Pinkerton spent months quarantined at home on medication while hundreds of people at Olathe Northwest and dozens of people outside the school who had contact with him were tested. At least 40 people tested positive for latent tuberculosis and they were given medication. No one tested positive for an active case.
Pinkerton beat the disease and now advocates for educating others about the disease, including meeting with members of Congress and the Centers for Disease Control and Prevention to talk about vaccine research, testing protocols and the need for new drugs, The Kansas City Star reported (http://bit.ly/2rNlZxT ). He and other tuberculosis survivors are asking the federal government to continue funding research for new medications that has fewer side effects. They’re also pushing for a vaccine to be developed.
“TB is not only an international problem,” Pinkerton said. “It’s a domestic problem, too.”
About three cases for every 100,000 people are reported in the U.S. every year. Pinkerton believes he was exposed to the illness in Ethiopia, where he lived with his grandmother before he was adopted and brought to the United States in 2007. A skin test he was given when he came to the U.S. was negative but he believes the test failed.
Michael Lauzardo, a tuberculosis expert at the University of Florida’s Emerging Pathogens Institute, said a failed test is not uncommon. A blood test is more accurate.
The disease spreads in settings like nursing homes and prisons where people are either medically fragile or have limited access to health care and is a serious threat to people with HIV. The Kansas Department of Health and Environment said the rate of tuberculosis among people with diabetes in the state is increasing.
The state health department said 39 active tuberculosis cases were reported in Kansas last year. Eighty-two percent of them were in foreign-born residents, but half of those had been in the U.S. for more than 10 years.
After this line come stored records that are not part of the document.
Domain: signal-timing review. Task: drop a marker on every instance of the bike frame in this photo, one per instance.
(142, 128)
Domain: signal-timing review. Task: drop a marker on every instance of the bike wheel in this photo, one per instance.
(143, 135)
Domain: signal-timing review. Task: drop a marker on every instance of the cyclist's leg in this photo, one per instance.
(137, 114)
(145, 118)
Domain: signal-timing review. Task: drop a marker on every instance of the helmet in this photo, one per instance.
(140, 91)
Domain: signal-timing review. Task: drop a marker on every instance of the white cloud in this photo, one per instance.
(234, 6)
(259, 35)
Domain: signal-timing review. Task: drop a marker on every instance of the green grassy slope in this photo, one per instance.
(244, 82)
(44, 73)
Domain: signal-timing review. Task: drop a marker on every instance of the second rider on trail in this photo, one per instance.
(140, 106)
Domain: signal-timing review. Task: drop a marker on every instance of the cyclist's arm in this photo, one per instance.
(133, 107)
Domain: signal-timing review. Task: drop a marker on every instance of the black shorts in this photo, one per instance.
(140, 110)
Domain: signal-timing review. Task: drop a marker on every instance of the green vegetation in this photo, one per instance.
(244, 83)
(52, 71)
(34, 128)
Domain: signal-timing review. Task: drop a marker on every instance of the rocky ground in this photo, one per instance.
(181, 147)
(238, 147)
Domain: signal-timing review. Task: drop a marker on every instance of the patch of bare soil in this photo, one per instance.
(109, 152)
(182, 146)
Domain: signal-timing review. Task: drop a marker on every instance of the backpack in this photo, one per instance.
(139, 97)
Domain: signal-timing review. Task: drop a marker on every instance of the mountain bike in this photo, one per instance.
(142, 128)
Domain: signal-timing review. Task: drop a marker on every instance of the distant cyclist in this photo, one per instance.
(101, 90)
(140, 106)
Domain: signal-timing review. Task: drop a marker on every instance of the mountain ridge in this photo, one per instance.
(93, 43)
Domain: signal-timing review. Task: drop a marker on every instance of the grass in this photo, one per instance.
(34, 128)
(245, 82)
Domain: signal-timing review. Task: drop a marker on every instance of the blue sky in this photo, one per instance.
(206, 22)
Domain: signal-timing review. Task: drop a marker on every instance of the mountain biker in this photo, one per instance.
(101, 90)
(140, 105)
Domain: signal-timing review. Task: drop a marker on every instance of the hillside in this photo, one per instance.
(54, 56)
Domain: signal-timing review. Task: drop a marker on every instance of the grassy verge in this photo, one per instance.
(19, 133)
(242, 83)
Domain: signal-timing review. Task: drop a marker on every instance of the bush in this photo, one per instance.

“Thinking, ‘Well, we don’t have that here, that’s another person’s disease,’ is just not realistic,” Lauzardo said. “The lay public just needs to know, enlightened self-interest dictates no matter where you are on the political spectrum, it makes sense to invest in TB and public health.”
Pinkerton believes he carried a latent form of the tuberculosis bacteria for years. Then, as he was finishing his last semester of high school, he became one of the 5 to 10 percent of latent TB carriers who become actively infected. He kept going to school for two to three weeks after he began coughing, losing weight and sweating at night after a doctor couldn’t determine what was wrong with him. Eventually, after several visits to nurses and doctors, a blood test confirmed the active case.
Pinkerton was put on a six-month course of medications with side effects that included depression, loss of appetite and tingling in his extremities. He says he was lucky because others survivors in a group called “We Are TB” had the drug-resistant version of the illness and had to take harsher medications.
“One of my friends, he lost his hearing because of the medications he was taking,” Pinkerton said. “You have to pay the price for it if you want to live.”
After two months, Pinkerton passed a saliva test on three consecutive days and was considered no longer contagious.
Pinkerton is now a student at Johnson County Community College. He’s planning to attend the University of Missouri-Kansas City and is considering studying public health.